Recent Jonsson History Shows New Programs Coming Quickly

The Erik Jonsson School of Engineering and Computer Science

The school was founded in 1986 with the departments of Electrical Engineering and Computer Science. The school’s electrical engineering and computer science programs now rank third in U.S. News and World Report listings for public graduate specialties in Texas.

In 2006, the Texas Higher Education Coordinating Board granted UT Dallas the authority to offer master’s and doctoral degrees in Materials Science and Engineering. This new department drew from the University’s strengths in engineering, as well as physics, chemistry and biology, to study advanced materials and their possible uses in new and sophisticated applications. The department started with fewer than 10 graduate students and this year has nearly 70 graduate students.

The Jonsson School added a Department of Mechanical Engineering in 2008, offering both bachelor’s and master’s degrees. Mechanical engineering is a natural collaborator of electrical engineering with micro-electromechanical systems, or MEMS, which integrates elements and electronics at a microscopic scale, and of computer science with robotics. The program started that fall with about a dozen students and now has more than 350 undergraduates and nearly 30 master’s students.  

The Jonsson School extended its borders with the addition of the Department of Bioengineering, which collaborates with other schools within the University, UT Southwestern Medical Center and the University of Texas at Arlington. The department began offering graduate degrees in the spring of 2010 and undergraduate degrees in the fall of 2011. The department already has more than 90 students, 35 of them graduate students.

The Jonsson School, which started with about 600 students mostly in computer science, now serves 3,600 students.

UT Dallas President David E. Daniel noted that as the new Department of Systems Engineering grows, it will help the University reach its research goals.

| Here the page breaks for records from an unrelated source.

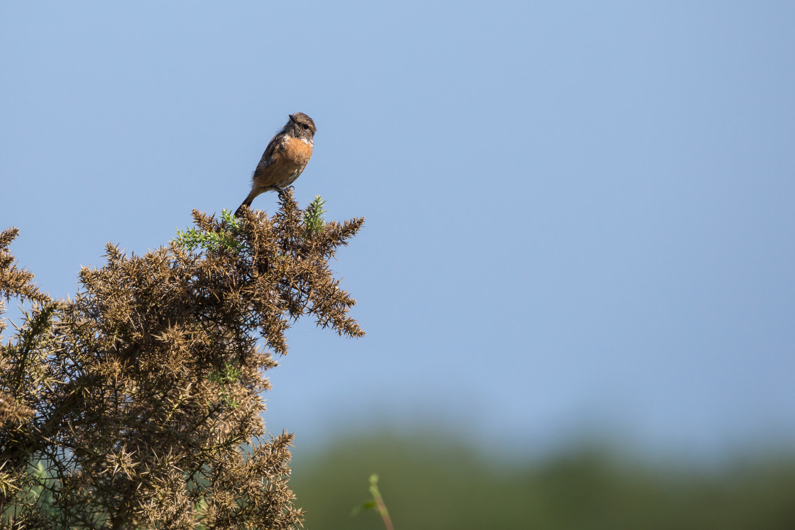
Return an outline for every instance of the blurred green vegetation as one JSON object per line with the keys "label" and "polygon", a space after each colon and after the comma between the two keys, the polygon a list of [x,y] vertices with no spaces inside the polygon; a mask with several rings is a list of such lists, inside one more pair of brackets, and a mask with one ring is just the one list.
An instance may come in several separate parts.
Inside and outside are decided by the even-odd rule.
{"label": "blurred green vegetation", "polygon": [[795,528],[795,450],[722,466],[652,464],[594,444],[514,464],[430,436],[339,441],[296,455],[293,488],[305,528],[382,528],[355,517],[378,486],[396,530]]}

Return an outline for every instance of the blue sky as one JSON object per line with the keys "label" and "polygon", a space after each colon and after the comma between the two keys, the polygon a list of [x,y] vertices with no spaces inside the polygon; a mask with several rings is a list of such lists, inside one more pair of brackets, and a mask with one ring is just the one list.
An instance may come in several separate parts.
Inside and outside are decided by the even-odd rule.
{"label": "blue sky", "polygon": [[266,418],[299,450],[795,439],[793,27],[774,2],[4,2],[0,227],[74,293],[107,242],[237,207],[300,110],[296,196],[366,218],[335,269],[368,335],[289,332]]}

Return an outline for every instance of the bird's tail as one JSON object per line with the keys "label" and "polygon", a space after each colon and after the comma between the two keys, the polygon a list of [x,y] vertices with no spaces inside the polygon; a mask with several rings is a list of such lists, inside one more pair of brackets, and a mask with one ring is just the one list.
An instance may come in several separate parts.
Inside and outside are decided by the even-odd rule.
{"label": "bird's tail", "polygon": [[254,197],[252,197],[250,195],[249,195],[248,197],[246,197],[246,200],[243,201],[243,203],[241,204],[240,207],[237,210],[235,211],[235,217],[240,217],[240,215],[242,215],[242,213],[243,213],[243,207],[244,206],[247,206],[247,207],[250,207],[251,202],[253,200],[254,200]]}

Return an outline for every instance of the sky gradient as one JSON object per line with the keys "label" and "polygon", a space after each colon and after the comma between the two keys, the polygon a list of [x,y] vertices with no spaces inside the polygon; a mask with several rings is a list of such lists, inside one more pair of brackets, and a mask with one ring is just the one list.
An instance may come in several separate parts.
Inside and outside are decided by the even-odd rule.
{"label": "sky gradient", "polygon": [[289,332],[299,450],[795,439],[791,2],[230,6],[0,6],[0,228],[44,290],[234,211],[302,111],[367,335]]}

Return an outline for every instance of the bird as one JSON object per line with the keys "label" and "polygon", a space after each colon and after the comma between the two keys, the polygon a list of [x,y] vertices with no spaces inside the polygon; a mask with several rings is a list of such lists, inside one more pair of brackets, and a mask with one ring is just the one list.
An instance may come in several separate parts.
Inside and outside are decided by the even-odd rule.
{"label": "bird", "polygon": [[289,114],[289,120],[276,133],[257,164],[251,177],[251,191],[235,212],[240,217],[244,206],[266,191],[284,192],[301,176],[315,146],[315,122],[303,112]]}

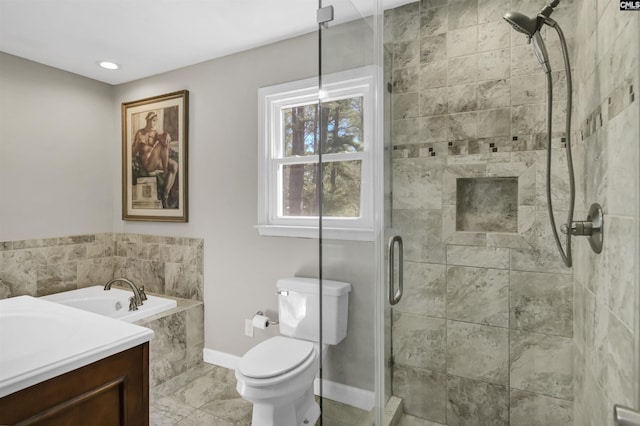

“The creation of the systems engineering program is an  example of bringing talent to UT Dallas and putting that talent to work in creative ways,” Daniel said. “There are few, if any engineering schools in the country, at the strong level of quality Jonsson has. To have also tripled the number of departments and degrees in less than a decade is a tribute to the leadership of the school. Dean Spong is leading his school forward.”